La campagne de Hollande terminée, les chasseurs reviennent à leur base, Les équipages, déjà épuisés par dix jours de combats presque continuels, subissent l'enfer de Dunkerque. Jour et nuit, les hommes restent rivés à leurs postes de D.C.A. Une bombe touche le « 9 » et le coule. Tous les chasseurs participent aux opérations d'évacuation. Deux jours à Douvres juste le temps de souffler et ils repartent pour le Havre où, de nouveau, on les emploie à évacuer la population civile vers Honfleur. Le Chasseur 6, envoyé en reconnaissance à Fécamp, engage le combat avec des chars. Touché, il revient à deux nœuds à Cherbourg, où on le répare. Le 18 Juin, il faut encore quitter Cherbourg. Les Allemands sont aux portes de l'arsenal. On embarque les personnes qui se présentent et tout le groupe: appareille pour Portsmouth.., Mais la guerre continue…

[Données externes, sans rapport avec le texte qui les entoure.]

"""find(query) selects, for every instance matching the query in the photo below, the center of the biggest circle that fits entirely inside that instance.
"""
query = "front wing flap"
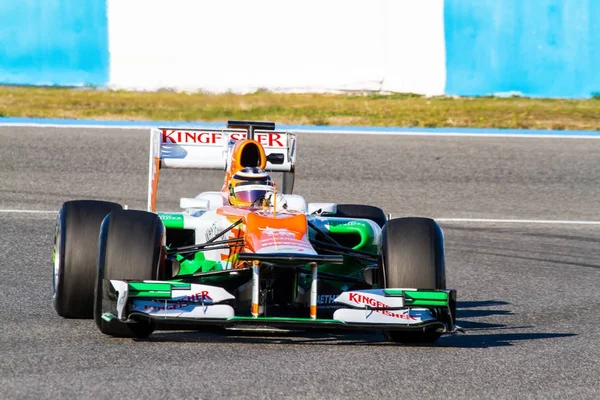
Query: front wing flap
(397, 309)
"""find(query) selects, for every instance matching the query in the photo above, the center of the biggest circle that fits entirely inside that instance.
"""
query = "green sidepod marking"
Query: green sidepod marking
(362, 228)
(181, 285)
(198, 263)
(172, 220)
(108, 317)
(150, 286)
(281, 319)
(421, 297)
(155, 289)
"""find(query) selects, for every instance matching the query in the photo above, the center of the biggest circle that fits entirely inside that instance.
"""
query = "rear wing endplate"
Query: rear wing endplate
(211, 149)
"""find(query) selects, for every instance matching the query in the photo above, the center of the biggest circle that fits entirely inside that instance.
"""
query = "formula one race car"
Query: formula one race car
(249, 254)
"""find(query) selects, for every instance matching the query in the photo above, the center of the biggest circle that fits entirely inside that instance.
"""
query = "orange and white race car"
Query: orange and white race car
(250, 253)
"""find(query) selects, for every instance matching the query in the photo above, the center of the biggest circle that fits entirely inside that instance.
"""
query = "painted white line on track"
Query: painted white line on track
(442, 219)
(35, 125)
(458, 133)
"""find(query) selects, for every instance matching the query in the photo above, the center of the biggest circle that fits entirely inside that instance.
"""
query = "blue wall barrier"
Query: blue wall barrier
(548, 48)
(54, 42)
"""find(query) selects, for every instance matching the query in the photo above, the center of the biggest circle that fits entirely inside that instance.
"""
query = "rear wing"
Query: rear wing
(211, 149)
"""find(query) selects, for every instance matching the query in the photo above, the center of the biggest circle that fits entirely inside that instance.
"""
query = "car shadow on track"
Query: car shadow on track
(480, 334)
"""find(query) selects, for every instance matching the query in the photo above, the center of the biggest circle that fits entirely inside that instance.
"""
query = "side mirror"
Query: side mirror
(276, 158)
(186, 202)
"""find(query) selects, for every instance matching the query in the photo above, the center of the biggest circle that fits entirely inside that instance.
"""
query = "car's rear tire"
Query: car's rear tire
(412, 257)
(373, 213)
(75, 255)
(131, 247)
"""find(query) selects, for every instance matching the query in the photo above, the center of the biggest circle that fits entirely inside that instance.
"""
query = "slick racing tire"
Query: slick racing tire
(75, 255)
(375, 214)
(412, 257)
(131, 247)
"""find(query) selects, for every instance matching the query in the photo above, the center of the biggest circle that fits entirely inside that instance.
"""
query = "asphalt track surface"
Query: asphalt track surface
(528, 292)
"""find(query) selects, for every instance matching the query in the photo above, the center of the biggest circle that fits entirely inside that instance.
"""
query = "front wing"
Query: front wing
(178, 302)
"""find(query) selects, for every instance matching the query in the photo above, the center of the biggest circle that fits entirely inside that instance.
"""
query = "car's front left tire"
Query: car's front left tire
(75, 255)
(131, 247)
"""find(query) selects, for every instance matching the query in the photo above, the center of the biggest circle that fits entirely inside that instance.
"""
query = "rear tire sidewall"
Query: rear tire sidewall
(75, 254)
(131, 248)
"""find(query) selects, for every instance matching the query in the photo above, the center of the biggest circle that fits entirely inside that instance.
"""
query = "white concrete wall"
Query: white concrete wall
(279, 45)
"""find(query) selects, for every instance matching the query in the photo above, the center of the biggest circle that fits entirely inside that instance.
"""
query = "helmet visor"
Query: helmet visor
(252, 193)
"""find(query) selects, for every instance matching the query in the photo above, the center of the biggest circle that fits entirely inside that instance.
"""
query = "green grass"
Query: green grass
(318, 109)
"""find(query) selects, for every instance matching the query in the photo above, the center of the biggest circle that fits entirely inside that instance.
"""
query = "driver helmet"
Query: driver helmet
(249, 186)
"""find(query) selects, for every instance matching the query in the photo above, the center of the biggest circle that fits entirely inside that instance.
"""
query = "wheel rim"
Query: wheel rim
(56, 255)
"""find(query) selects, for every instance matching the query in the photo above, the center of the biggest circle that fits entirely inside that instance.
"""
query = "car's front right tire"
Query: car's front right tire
(131, 247)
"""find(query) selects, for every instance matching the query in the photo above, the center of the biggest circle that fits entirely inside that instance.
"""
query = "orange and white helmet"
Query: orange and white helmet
(249, 186)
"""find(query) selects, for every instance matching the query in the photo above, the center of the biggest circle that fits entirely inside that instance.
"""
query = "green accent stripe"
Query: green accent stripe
(430, 298)
(280, 319)
(150, 290)
(172, 220)
(146, 286)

Le 11 Septembre 1940, les Forces Navales Françaises Libres réarment les chasseurs 41, 42 et 43. Le 21 Octobre, le pavillon français est hissé à bord du Chasseur 10 et, bientôt après, sur tous les autres. Pendant l'hiver 1940-1941, nos chasseurs font un métier de chien : patrouilles, escortes de convois sur Douvres et, au port, ils participent, avec leur D.C.A à la bataille qui se livre dans le ciel d'Angleterre. S'imagine-t-on ce que représentait, alors, un convoi sur Douvres ? Il fallait naviguer de nuit dans des chenaux étroits encombrés d'épaves avec de chaque côté, des bancs de sable, des champs de mines. Dès que l'aviation ennemi repérait un convoi cela ne tardait guère les bombardiers arrivaient par vagues successives. Souvent l'artillerie de côte et des « E-boat » venaient à la rescousse. Ajoutez à cela le mauvais temps qui parfois arrachait ou tordait les rambardes et vous aurez une idée encore imprécise de ce qu'il fallait endurer. Aucune possibilité de manœuvre. On disait: « A la grâce de Dieu » et l'on allait à la queue leuleu. L'étonnant c'est qu'on réussissait à passer...! Deux avions abattus en mai 1941 et mai 1942. En Mai 1942, les Chasseurs prennent part à l'opération combinée sur Bruneval. En août 1942, c'est Dieppe. La mission principale des chasseurs consistait à escorter les « barges » le plus près possible de la côte et à les protéger par le tir et par des rideaux de fumée. Mission périlleuse, des canons, camouflés dans les falaises tirent presque à bout portant. Il faut manœuvrer sans cesse pour esquiver les coups. Pendant les sept heures que dure le raid, les Français font preuve des meilleures qualités professionnelles d'endurance et de cran. Ils se portent aux endroits les plus exposés pour assurer au mieux l'exécution de leur mission. Le Commandant du « 13 » est blessé. Deux matelots réparent quatre fois leur canon avarié sous le feu nourri de l'ennemi. Sur quelques poitrines, à côté de la Croix de guerre française est venu s’ajouter le ruban bleu et blanc de la « Distinguish Service Cross ». Mais pour une de ces opérations-là, combien de dizaines, de centaines d'autres passées en vaine attente !... A la base.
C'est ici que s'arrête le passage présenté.